La Jeune fille à la perle où l'insouciance de l'enfance s'est envolée !

Tracy Chevalier a eu la belle idée de tirer une histoire totalement romanesque qu'elle entend rendre crédible en multipliant les détails, non sur les personnages mais sur leur environnement et d'une façon presque documentaire sur l'époque et les lieux.

Ce roman nous introduit au coeur de la vie des Hollandais au XVIIème siècle. Protestant et ne rechignant pas au travail pour les familles modestes, la rencontre avec Vermeer est un véritable choc culturel pour Griet. Car Griet, la jeune fille à la perle, est bel et bien une enfant propulsée dans un univers agressif, ballotée entre son travail harassant de bonne au service des Vermeer, l'intérêt ambigu du peintre envers elle, la jalousie de sa femme ou encore la possible menace représentée par le mécène du peintre. le roman dépeint magistralement la situation d'une jeune fille enfermée dans un monde aux règles cruelles et aux conventions étouffantes... Car s'il décrit le parcours de Griet chez les Vermeer, il donne également un aperçu réaliste de la Société Hollandaise du XVIIe siècle (à travers une famille paralysée par les codes sociaux et l'emprise du riche mécène de Vermeer). On s'émerveille devant l'énorme travail esthétique qui semble avoir été fait et qui plonge presque le lecteur dans un tableau de Vermeer.

« La jeune fille à la perle » est donc un roman à la fois doux et dur. L'éveil d'un esprit courbé par la corvée s'éjecte miraculeusement des lessives éreintantes dans un temps où l'on ne fait que servir du matin au soir en admirant à la dérobée les contenus amorphes d'une maison terne cernée par les grands froids. Griet, beauté naturelle éteinte mais non consumée s'anime soudainement devant ces ocres et ces bleus qu'un peintre en manque d'inspiration dévoile devant ses yeux jeunes avides de découverte. A travers la peinture deux êtres en sommeil communiquent, ressentent, quittent un monde triste où il ne faut que se reproduire ou frotter les sols en laissant derrière soi une mère délaissée rongée par le rictus et une progéniture abandonnée jalouse livrée à elle-même. Les doigts s'effleurent et les visages se décrispent. Deux personnages isolés par la condition et le désoeuvrement offrent à la postérité une oeuvre contemplative traversant des siècles de lumières et de cendres en alternance. le visage de Griet éblouissant de pâleur se teinte d'une rosée admirablement reconnaissante envers un nouveau monde synonyme de conscience. « La jeune fille à la perle » est en priorité la propagation d'une émotion intense dans une demeure dominée par le silence et l'ennui.
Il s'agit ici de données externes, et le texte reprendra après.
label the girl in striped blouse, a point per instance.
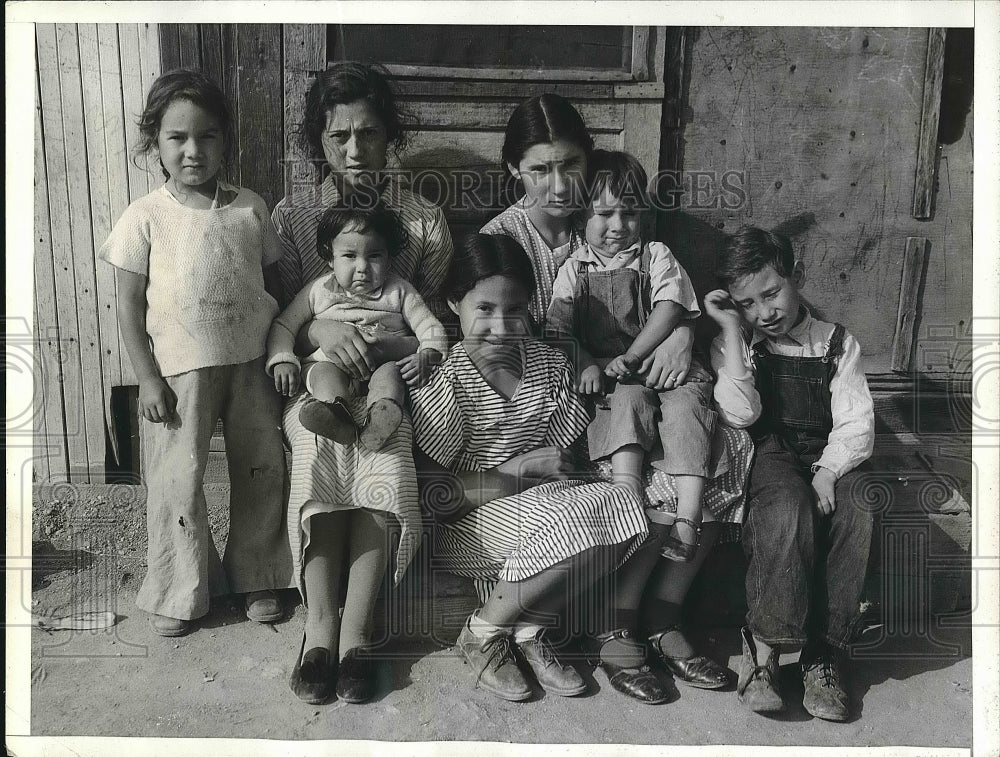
(493, 428)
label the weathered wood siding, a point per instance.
(823, 127)
(90, 83)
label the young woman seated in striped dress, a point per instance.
(494, 427)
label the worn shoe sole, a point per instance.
(384, 417)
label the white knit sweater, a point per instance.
(206, 303)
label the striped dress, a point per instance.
(463, 424)
(327, 476)
(724, 495)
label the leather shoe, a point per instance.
(494, 662)
(636, 681)
(164, 626)
(312, 676)
(356, 677)
(698, 671)
(264, 606)
(824, 696)
(553, 676)
(757, 687)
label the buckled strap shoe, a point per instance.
(553, 675)
(757, 686)
(614, 652)
(698, 671)
(494, 662)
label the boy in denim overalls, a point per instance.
(617, 299)
(804, 392)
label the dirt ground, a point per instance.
(229, 677)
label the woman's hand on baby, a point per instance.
(667, 367)
(345, 347)
(719, 306)
(589, 381)
(417, 368)
(286, 378)
(157, 401)
(538, 466)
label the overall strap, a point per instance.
(836, 346)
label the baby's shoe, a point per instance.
(757, 687)
(332, 420)
(824, 696)
(494, 662)
(263, 606)
(553, 676)
(384, 417)
(678, 550)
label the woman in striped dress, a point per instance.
(496, 423)
(545, 150)
(341, 494)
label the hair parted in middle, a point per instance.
(751, 250)
(481, 256)
(360, 217)
(192, 86)
(344, 83)
(621, 174)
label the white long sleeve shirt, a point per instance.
(853, 435)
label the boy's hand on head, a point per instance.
(823, 483)
(157, 401)
(590, 380)
(719, 306)
(417, 368)
(286, 379)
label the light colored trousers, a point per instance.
(184, 569)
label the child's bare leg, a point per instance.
(682, 544)
(326, 413)
(626, 467)
(367, 537)
(386, 398)
(321, 578)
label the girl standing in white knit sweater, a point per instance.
(194, 316)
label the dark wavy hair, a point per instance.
(543, 119)
(481, 256)
(344, 83)
(195, 87)
(621, 174)
(751, 250)
(359, 217)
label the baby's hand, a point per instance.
(416, 369)
(823, 482)
(719, 306)
(622, 367)
(590, 380)
(286, 378)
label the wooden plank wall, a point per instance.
(91, 80)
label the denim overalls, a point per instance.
(610, 309)
(806, 572)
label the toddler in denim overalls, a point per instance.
(813, 425)
(617, 299)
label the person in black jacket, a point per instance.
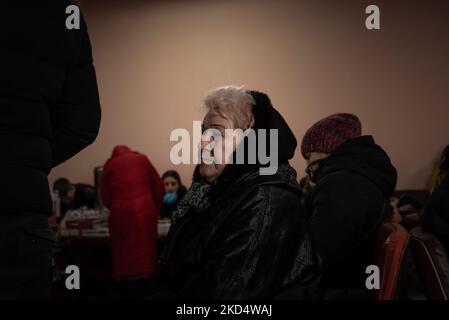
(435, 218)
(353, 179)
(49, 111)
(238, 234)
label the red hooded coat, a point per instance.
(132, 189)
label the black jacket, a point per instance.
(435, 218)
(249, 244)
(252, 241)
(49, 104)
(345, 206)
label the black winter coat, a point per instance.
(249, 244)
(49, 104)
(348, 202)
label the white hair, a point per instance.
(232, 102)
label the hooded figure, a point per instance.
(353, 179)
(132, 189)
(238, 234)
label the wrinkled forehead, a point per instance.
(214, 120)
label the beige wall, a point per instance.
(156, 59)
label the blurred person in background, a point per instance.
(49, 111)
(174, 192)
(352, 179)
(75, 196)
(132, 190)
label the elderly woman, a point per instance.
(238, 234)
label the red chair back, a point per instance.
(390, 247)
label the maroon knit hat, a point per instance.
(329, 133)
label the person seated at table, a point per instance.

Le roman comporte peu de rebondissements mais une intensité unique, palpable. Il peut rendre plus sensible à l'univers du peintre, car il permet d'aborder la peinture selon un nouveau point de vue qui reflète toute la profondeur de ses toiles. Les non-dits et les actes manqués se succèdent et finissent par tisser la toile qui enserre les personnages. Cette toile, c'est bien sûr, le carcan social d'une Hollande où les moeurs sont strictement contrôlées et où il est impossible d'échapper à sa condition.

Il s'agit réellement d'un roman d'une inégalable pureté, qui nous transporte dans un rêve artistique.